It’s been one month since we pulled up to the curb at my mom’s house in West Virginia with all of our possessions packed in a truck and trailer. My husband found a job one week after arriving and after two and a half weeks on the job he was promoted to shop foreman. My job search hasn’t been as fruitful and I’m trying to cope with that.
I’ve worked pretty much non-stop since I was 18. I’ve always had a job and have occasionally worked two at once. So to have been out of work for the past five weeks seems strange to me. But let me clarify something… My husband has said that I don’t HAVE to work. I can if I want to, but we are so far getting by with just his income. I know that this is due, in part, to the fact that we live with my mother right now and don’t have a lot of extra expenses. So my husband has told me that I can take my time and find that “right job” when it comes along. “No rush,” he says.
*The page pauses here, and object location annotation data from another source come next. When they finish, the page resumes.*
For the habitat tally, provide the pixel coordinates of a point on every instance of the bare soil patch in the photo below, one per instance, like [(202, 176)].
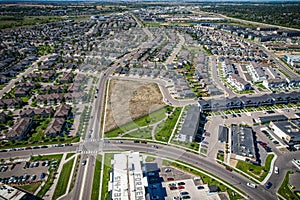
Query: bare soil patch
[(130, 100)]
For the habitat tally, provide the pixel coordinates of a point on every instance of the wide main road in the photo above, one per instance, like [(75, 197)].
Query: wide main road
[(163, 151)]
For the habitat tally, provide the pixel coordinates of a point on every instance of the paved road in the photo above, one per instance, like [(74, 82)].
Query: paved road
[(215, 75), (207, 164), (165, 92)]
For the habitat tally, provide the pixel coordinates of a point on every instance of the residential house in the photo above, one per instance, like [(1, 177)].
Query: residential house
[(293, 82), (55, 127), (10, 103), (257, 72), (75, 97), (274, 83), (238, 82), (63, 111), (49, 99), (41, 112), (19, 129)]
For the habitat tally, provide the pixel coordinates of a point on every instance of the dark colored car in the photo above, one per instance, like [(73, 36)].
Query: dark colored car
[(268, 185), (229, 169)]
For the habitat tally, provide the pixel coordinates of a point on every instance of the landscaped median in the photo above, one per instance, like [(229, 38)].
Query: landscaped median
[(284, 189), (45, 187), (256, 171), (206, 177), (106, 176), (63, 180), (96, 179)]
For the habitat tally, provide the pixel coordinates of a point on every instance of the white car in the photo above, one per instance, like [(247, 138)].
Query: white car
[(251, 185)]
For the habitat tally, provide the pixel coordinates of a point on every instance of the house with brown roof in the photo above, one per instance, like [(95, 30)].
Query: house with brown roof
[(49, 99), (56, 127), (10, 103), (41, 112), (75, 97), (22, 92), (63, 111), (67, 78), (19, 129)]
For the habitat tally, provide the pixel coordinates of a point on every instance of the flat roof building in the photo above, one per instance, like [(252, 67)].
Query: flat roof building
[(126, 179), (242, 143), (223, 134), (190, 125), (287, 130), (269, 118)]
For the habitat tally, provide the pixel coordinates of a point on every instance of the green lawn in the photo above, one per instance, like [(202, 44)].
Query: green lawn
[(164, 129), (150, 159), (63, 180), (74, 175), (143, 121), (47, 157), (284, 189), (107, 168), (256, 171), (31, 188), (96, 180), (69, 155), (208, 180), (144, 133), (51, 174), (220, 156)]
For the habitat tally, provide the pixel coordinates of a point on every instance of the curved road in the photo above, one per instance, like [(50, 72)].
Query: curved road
[(163, 151)]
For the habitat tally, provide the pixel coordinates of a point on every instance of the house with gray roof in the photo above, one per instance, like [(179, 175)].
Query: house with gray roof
[(190, 125)]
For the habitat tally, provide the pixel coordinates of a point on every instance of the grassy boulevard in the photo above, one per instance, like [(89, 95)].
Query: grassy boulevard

This is such a foreign concept to me, being provided for, being taken care of. I’m sure I should be relishing in all the free time I have. I could take up knitting! I could learn quilting from my mom! I could memorize the player stats for the WVU Mountaineers! I could start a neighborhood watch program and figure out which neighbor’s dog is pooping on our front lawn… So far I’ve spent most of my time taking trips around town with my mom, watching TV, and reorganizing my underwear drawer.